My Favourite Ingredients

There are some ingredients you’ll find in a lot of my recipes. Sometimes it’s seasonal, like butternut squash in the autumn, while others I use all year round.

Here’s a list of my favourite ingredients with a few tips on the best ways to use them.

Herbs

Parsley my favourite of all the herbs, I use this in loads of cuisines, from Middle Eastern dishes to Mediterranean. It’s super diverse so I always have a big bunch of the fresh stuff in my fridge.

Coriander a must for Indian cooking and South East Asian dishes. I use it to garnish all sorts of curries and it adds another level of fragrant flavour to Vietnamese soups and Thai curries.

Spices

Cumin a key ingredient in loads of Indian curries and I use it all the time.

Star anise essential in Vietnamese Pho for that sweet aromatic flavour (and smell), along with cinnamon bark.

Turmeric the best spice of them all: full of colour, vibrance and, best of all, health benefits. It doesn’t have much flavour so whack it in everything!

Vegetables

This one depends a lot on the season. My autumn and winter favourites are:

Butternut squash kind of like a sweet potato in colour and flavour, it’s not quite as sweet but is versatile with loads of different herbs and spices. I use it for soups, curries and risottos.

Peppers are something I put in everything – stir fries, curries and I roast them stuffed with rice and vegetables.

Carrots another winner for all sorts of cuisines and dishes, from Italian to Thai.

Fish

Mackerel massively underrated I think, but this fish is full of the good stuff and works well with more flavours than you would think. I’ve put it in coconut milk curries and had it on toast with buttery mushrooms.

Salmon pricey but delicious. I love it pan fried with a crispy skin or cooked in the oven en papillote. It’s another diverse ingredient, but you don’t want to overpower its delicate flavour.

Meat

I don’t cook much meat but every now and then I like to treat myself.

Duck my number one favourite meat. With crisp skin and Asian spicing, you can’t beat it in my book.

Grains and Pasta

Bulgar wheat a diverse and tasty grain that makes a great alternative to cous cous and rice. It works best with Middle Eastern dishes but I also pair it with roast vegetables and fresh basil for a delicious salad.
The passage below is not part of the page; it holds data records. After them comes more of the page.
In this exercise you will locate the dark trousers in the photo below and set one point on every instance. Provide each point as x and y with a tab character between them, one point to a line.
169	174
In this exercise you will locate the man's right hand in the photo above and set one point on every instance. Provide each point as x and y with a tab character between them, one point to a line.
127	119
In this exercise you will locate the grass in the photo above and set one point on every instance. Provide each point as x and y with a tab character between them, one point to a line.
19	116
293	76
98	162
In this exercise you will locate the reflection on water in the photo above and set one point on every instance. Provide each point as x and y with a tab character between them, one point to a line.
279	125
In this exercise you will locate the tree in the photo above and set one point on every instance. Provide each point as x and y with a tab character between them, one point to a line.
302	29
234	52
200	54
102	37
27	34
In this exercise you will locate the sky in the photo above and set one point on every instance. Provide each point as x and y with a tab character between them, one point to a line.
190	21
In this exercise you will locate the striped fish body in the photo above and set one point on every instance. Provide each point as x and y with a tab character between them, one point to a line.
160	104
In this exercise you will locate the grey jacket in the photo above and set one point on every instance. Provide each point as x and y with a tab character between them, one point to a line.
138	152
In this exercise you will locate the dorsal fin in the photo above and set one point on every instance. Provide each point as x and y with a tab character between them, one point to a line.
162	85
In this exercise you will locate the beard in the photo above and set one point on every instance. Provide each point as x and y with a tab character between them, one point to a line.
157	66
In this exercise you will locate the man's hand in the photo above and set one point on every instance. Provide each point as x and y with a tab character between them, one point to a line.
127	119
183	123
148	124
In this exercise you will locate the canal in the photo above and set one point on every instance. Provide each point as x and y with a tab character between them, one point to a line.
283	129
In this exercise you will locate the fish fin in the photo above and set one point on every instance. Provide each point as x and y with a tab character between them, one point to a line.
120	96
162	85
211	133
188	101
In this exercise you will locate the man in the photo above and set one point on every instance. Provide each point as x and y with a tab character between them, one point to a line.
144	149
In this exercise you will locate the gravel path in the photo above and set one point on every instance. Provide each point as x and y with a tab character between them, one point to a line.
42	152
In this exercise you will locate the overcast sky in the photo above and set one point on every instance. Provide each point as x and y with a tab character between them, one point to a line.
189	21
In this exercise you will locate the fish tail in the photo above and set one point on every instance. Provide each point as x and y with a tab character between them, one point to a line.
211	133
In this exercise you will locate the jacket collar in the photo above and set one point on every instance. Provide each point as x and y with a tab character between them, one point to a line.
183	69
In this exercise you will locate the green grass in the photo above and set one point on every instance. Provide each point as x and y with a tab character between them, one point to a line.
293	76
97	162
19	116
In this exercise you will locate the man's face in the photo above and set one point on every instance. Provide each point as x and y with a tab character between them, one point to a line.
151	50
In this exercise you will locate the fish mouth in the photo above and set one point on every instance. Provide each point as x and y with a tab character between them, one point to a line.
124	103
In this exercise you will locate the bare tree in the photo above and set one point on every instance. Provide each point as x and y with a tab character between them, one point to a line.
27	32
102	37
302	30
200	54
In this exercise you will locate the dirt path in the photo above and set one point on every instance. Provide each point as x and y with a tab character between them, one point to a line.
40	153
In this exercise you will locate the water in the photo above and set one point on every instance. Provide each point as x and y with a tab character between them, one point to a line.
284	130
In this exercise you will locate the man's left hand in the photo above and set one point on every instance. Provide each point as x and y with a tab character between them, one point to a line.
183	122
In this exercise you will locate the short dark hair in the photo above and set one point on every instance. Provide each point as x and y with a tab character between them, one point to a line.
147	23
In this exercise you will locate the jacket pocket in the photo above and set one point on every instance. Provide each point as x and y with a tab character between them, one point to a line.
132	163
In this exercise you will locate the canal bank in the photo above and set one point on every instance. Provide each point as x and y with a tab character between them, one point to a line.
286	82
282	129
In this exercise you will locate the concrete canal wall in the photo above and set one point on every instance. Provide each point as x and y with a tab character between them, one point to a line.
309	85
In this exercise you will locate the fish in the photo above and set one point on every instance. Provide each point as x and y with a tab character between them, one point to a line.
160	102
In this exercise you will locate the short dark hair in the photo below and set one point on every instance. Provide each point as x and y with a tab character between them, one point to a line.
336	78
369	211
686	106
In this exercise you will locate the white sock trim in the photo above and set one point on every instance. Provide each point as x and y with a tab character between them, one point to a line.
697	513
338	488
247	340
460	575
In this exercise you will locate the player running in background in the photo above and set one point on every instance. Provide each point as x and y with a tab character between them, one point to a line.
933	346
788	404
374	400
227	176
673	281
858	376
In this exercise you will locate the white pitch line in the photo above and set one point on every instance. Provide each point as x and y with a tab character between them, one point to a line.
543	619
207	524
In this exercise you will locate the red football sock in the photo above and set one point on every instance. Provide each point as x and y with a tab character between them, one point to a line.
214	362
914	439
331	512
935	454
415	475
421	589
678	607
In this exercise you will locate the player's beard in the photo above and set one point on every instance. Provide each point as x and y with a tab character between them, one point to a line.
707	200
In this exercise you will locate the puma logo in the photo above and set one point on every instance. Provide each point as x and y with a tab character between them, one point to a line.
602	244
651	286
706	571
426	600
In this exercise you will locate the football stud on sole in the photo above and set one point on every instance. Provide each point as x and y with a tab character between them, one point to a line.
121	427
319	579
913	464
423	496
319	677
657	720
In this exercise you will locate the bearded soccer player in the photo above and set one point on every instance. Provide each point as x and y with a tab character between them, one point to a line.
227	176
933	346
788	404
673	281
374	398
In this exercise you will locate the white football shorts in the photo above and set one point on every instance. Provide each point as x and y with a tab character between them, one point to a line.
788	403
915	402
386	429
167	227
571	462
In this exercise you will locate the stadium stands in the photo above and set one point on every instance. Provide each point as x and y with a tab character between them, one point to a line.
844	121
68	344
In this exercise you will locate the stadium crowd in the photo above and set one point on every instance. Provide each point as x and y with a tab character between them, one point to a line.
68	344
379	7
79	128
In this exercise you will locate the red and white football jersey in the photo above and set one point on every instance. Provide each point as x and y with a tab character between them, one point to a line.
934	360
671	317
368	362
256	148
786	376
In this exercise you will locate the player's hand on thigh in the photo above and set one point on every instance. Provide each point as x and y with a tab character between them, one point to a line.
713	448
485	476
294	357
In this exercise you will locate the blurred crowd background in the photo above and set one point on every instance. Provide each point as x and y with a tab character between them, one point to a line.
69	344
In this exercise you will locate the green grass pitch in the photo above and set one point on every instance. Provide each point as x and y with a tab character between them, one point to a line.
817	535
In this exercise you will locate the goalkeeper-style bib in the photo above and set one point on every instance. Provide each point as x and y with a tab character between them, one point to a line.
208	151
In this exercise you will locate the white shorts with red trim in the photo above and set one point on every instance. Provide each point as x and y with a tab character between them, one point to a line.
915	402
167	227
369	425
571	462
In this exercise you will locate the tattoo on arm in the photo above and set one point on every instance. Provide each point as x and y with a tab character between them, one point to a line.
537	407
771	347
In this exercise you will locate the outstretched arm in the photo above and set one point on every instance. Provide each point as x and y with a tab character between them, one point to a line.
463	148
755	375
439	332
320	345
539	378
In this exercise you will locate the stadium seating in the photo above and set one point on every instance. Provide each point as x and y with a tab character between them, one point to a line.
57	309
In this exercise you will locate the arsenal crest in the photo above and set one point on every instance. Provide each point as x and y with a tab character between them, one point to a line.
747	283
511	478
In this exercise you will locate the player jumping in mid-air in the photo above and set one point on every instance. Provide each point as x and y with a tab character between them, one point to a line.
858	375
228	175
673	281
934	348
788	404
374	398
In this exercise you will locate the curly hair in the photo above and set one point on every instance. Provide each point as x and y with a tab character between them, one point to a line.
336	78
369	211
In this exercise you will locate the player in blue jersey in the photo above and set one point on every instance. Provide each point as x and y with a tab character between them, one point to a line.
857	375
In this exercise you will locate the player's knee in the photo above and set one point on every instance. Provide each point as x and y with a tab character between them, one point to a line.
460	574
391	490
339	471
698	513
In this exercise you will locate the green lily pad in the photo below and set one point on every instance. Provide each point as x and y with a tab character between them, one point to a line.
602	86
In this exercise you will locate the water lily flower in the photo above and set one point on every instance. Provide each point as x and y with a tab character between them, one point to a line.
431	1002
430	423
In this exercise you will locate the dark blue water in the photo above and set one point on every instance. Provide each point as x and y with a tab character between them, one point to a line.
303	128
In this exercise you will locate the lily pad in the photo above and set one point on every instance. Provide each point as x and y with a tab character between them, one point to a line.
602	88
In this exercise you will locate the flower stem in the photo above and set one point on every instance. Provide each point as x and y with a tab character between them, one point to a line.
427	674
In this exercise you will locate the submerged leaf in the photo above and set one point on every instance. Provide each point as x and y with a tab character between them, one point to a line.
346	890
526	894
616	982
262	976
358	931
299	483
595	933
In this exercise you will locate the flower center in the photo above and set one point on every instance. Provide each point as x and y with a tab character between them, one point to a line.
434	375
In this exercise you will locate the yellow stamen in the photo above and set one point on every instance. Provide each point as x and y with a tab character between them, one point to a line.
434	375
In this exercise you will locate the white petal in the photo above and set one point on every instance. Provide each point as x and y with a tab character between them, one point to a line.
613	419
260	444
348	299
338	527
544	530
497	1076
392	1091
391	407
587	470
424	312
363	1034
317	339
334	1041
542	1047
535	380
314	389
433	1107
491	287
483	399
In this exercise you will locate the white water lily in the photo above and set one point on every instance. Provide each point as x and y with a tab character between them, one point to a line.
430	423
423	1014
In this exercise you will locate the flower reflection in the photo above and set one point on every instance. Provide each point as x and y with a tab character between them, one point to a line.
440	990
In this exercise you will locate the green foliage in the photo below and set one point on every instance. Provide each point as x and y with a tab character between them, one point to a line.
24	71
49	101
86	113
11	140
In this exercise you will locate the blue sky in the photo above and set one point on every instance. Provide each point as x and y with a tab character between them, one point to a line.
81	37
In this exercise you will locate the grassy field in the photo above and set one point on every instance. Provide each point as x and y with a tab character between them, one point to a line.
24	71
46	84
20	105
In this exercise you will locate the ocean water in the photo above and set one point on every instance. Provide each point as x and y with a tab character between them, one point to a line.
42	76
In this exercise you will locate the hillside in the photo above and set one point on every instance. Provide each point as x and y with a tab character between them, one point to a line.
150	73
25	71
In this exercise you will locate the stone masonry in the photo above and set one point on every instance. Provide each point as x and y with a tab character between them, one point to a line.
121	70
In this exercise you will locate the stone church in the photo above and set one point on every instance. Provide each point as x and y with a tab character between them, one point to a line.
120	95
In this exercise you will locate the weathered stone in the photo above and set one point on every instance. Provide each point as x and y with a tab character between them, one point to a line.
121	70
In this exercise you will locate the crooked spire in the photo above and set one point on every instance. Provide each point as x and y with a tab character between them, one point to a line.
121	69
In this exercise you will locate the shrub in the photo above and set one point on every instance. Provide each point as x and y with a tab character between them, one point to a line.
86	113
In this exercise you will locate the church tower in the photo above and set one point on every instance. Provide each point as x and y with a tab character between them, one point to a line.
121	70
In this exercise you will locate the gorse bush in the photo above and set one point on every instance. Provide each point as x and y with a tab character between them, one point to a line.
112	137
Orzo pasta an alternative to Arborio risotto rice, orzo is a rice shaped pasta that works as a perfect base for loads of flavours. One of my recipes is for a rich butternut squash orzo risotto.

Coconut products

Coconut milk essential in Thai cooking but also used in a number of Indian dishes. I always have at least one can in my cupboard!

Coconut oil makes a great change from olive or vegetable oil and is especially good for Asian flavoured stir fries and coconut milk-based curries. Also works as a remarkable teeth whitener!